Non-accrual loans, which totaled $56.9 million as of December 31, 2018, $66.9 million as of December 31, 2017, and $59.3 million as of December 31, 2016, are included in loans for purposes of this analysis. Additional detail regarding non-accrual loans is presented in the section of this Item 7 titled "Non-Performing Assets and Performing Potential Problem Loans."
Net interest income was $516.6 million for 2018 compared to $472.0 million for 2017, an increase of 9.5%. The rise in net interest income resulted primarily from higher interest rates, growth in loans and securities, and the acquisition of interest-earning assets from the Northern States transaction early in the fourth quarter of 2018, partially offset by higher cost of funds and lower acquired loan accretion.
Acquired loan accretion contributed $19.5 million and $33.9 million to net interest income for 2018 and 2017, respectively.
Tax-equivalent net interest margin was 3.90% for 2018, increasing by 3 basis points from 2017. Compared to 2017, the benefit of higher interest rates more than offset the rise in funding costs, a 13 basis point decrease in acquired loan accretion, and a 3 basis point reduction in the tax-equivalent adjustment as a result of lower federal income tax rates.
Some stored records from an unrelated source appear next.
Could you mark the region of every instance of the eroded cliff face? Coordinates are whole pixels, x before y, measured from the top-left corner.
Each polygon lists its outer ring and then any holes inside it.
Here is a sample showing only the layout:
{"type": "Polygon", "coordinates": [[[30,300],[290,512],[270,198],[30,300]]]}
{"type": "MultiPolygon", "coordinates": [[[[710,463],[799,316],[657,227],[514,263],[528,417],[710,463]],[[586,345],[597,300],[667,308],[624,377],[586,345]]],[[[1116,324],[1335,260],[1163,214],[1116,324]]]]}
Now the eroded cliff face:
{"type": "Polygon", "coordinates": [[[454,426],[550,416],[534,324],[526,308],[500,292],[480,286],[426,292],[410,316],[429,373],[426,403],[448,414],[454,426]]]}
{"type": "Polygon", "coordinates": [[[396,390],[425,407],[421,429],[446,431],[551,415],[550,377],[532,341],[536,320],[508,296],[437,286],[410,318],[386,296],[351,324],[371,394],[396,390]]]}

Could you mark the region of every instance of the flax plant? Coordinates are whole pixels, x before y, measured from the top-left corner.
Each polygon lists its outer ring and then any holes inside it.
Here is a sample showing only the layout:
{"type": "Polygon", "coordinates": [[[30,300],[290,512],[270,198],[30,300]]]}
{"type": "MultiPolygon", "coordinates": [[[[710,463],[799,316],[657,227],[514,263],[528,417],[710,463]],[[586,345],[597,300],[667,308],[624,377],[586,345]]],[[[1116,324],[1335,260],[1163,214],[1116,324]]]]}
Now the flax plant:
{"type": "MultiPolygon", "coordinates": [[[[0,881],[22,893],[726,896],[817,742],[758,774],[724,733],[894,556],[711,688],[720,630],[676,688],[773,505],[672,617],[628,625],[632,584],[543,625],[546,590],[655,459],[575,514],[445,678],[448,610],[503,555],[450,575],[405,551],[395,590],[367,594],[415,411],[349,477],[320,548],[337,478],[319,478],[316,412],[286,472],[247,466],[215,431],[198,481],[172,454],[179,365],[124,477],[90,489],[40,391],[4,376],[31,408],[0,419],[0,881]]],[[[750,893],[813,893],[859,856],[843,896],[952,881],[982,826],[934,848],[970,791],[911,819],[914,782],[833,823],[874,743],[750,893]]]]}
Total average interest-earning assets were $13.4 billion for 2018, an increase of $937.4 million, or 7.5%, from 2017. The increase resulted from growth in loans and securities as well as the acquisition of interest-earning assets from the Northern States transaction.
Total average interest-bearing liabilities were $9.0 billion for 2018 compared to $8.3 billion for 2017, an increase of $706.2 million, or 8.5%. The increase resulted from time deposits, FHLB advances, and funding sources acquired in the Northern States transaction.
2017 Compared to 2016
Net interest income was $472.0 million for 2017 compared to $349.7 million for 2016, an increase of 35.0%. This increase was driven primarily by the acquisition of interest-earning assets and acquired loan accretion from the Standard transaction early in the first quarter of 2017, organic loan growth, and higher interest rates.
Acquired loan accretion contributed $33.9 million and $14.6 million to net interest income for 2017 and 2016, respectively.
Tax-equivalent net interest margin was 3.87% for 2017, increasing by 27 basis points from 2016. The rise in tax-equivalent net interest margin was driven primarily by a 13 basis point increase in acquired loan accretion combined with the positive impact of higher interest rates. In addition, the impact of adding a portfolio of higher-yielding fixed-rate loans acquired from Standard contributed to the increase, partially offset by growth in the securities portfolio and the continued shift of loan originations and mix to lower-yielding floating rate loans.
Total average interest-earning assets were $12.4 billion for 2017, an increase of $2.5 billion, or 24.8%, from 2016. The increase resulted from interest-earning assets acquired in the Standard transaction, loan growth, and security purchases. In addition, interest-earning assets acquired in the NI Bancshares transaction late in the first quarter of 2016 contributed to the increase.
Total average interest-bearing liabilities increased by $1.5 billion to $8.3 billion for 2017 from $6.8 billion for 2016. The increase resulted primarily from deposits acquired in the Standard transaction and the addition of FHLB advances during 2017. Deposits acquired in the NI Bancshares transaction also contributed to the increase.